Ein einziges Mal, vor zehn Jahren, habe ich ihn auf der Bühne gesehen und gehört. Es war weit hinten in Amerika, dort, wo die Bundesstaaten Arkansas, Oklahoma und Missouri aufeinanderstoßen, in einem Dorf namens Branson. Dort ist ein Disneyland der Countrymusik entstanden, zahnlos, kraftlos, harmlos, wie es das Genre seit je vorschreibt. Um ihn herum wurde gejodelt und mit angestrengtem Industriefleiß geschrammelt, aber mit ihm hatte es doch nichts zu tun. Er kam vom Land, er kam von hier, aber er hatte mehr erlebt, um sich mit den vertrauten Kitschformeln für violetthaarige, mitklatschsüchtige Weiber zu begnügen. Johnny Cash trat auf die Bühne, und das Klatschen hörte auf. Er kam nicht allein. Seine Frau June Carter Cash (im Mai ist sie gestorben) war bei ihm, ein paar Kinder, Cousins, und am Bühnenrand ein Geistlicher, an den man sich, Johnny Cash wusste doch Bescheid, "bei Alkohol- und anderen Problemen" gern wenden könne.
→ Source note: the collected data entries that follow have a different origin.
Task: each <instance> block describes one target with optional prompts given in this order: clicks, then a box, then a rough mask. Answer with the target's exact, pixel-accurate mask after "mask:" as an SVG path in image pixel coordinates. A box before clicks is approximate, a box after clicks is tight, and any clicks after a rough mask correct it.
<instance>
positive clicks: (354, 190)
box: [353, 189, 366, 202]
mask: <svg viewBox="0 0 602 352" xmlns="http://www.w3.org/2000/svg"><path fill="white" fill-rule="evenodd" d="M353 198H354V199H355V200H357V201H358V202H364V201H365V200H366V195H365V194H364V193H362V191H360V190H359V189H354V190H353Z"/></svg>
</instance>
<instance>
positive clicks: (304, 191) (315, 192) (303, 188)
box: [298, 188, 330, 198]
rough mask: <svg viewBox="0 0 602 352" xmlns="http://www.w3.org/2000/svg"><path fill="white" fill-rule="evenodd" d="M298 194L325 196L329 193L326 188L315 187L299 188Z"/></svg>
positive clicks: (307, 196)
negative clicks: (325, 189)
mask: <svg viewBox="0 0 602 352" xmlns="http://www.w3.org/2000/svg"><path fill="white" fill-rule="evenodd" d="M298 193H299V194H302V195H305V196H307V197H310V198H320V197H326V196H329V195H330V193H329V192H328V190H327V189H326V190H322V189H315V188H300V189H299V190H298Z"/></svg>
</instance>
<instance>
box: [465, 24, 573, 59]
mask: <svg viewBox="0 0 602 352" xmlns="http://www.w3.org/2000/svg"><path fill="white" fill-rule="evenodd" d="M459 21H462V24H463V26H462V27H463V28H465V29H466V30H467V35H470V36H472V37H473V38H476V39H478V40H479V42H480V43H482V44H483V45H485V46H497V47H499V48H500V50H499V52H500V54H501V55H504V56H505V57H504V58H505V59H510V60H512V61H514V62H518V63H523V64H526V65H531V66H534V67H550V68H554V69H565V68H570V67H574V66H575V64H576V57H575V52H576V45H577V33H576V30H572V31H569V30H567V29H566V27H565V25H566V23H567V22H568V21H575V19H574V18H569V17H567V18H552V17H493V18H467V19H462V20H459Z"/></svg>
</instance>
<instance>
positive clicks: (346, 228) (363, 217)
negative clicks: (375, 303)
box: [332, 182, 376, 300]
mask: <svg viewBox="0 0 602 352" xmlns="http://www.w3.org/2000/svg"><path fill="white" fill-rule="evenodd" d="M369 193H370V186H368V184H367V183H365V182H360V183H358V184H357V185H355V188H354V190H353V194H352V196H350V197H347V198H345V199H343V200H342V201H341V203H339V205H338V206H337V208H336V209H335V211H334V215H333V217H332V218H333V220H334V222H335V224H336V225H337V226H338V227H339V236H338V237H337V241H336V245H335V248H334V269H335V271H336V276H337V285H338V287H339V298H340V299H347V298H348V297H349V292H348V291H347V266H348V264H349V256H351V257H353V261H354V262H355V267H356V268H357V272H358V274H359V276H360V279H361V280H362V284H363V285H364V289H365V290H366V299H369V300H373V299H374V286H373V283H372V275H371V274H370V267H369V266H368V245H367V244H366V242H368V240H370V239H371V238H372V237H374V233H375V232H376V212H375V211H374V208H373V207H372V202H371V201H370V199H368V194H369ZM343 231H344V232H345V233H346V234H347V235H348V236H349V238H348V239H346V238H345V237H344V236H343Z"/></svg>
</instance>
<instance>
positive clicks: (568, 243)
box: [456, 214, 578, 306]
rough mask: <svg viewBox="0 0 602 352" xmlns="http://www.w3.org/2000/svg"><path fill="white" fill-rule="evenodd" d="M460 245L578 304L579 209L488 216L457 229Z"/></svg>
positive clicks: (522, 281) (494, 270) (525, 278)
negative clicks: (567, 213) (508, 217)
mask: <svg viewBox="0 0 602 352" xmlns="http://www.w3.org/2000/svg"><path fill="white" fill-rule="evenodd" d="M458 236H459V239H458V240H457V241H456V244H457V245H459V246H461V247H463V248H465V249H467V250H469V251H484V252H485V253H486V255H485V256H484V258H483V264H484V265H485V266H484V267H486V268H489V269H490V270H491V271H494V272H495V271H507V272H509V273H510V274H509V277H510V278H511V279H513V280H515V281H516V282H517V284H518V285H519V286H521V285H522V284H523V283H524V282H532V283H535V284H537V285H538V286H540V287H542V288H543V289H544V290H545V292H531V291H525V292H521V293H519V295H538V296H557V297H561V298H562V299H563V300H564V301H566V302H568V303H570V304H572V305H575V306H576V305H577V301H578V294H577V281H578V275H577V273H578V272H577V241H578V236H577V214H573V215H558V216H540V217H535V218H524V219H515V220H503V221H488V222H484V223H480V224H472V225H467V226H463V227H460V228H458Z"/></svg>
Schwarz war er, schwarz bis in die gefärbten Haare, und steif stand er da, eine einzige Bühnenkatastrophe. Und dann sang er völlig unbewegt dieses Lied, dieses eine Lied, das seine Frau für ihn und seine Stimme geschrieben hatte: "Ring of Fire". Die mexikanischen Trompeten fallen mit folkloristischem Feuer ein, als wär's die Calypso-Platte, die Robert Mitchum aufgenommen hat, der Bass hampelt sich voran wie eine elektrische Kuh, wieder die Trompeten, und Johnny Cash mit seiner finsteren Stimme, die kaum mehr als einen Ton umfasst, geht immer tiefer, tiefer, tiefer. Es war ein religiöser Augenblick, wie ihn nur die Musik noch erlaubt. Gestern wurde der singende Wanderprediger Johnny Cash mit 71 in Nashville von seinem lebenslangen Leiden an der Welt erlöst.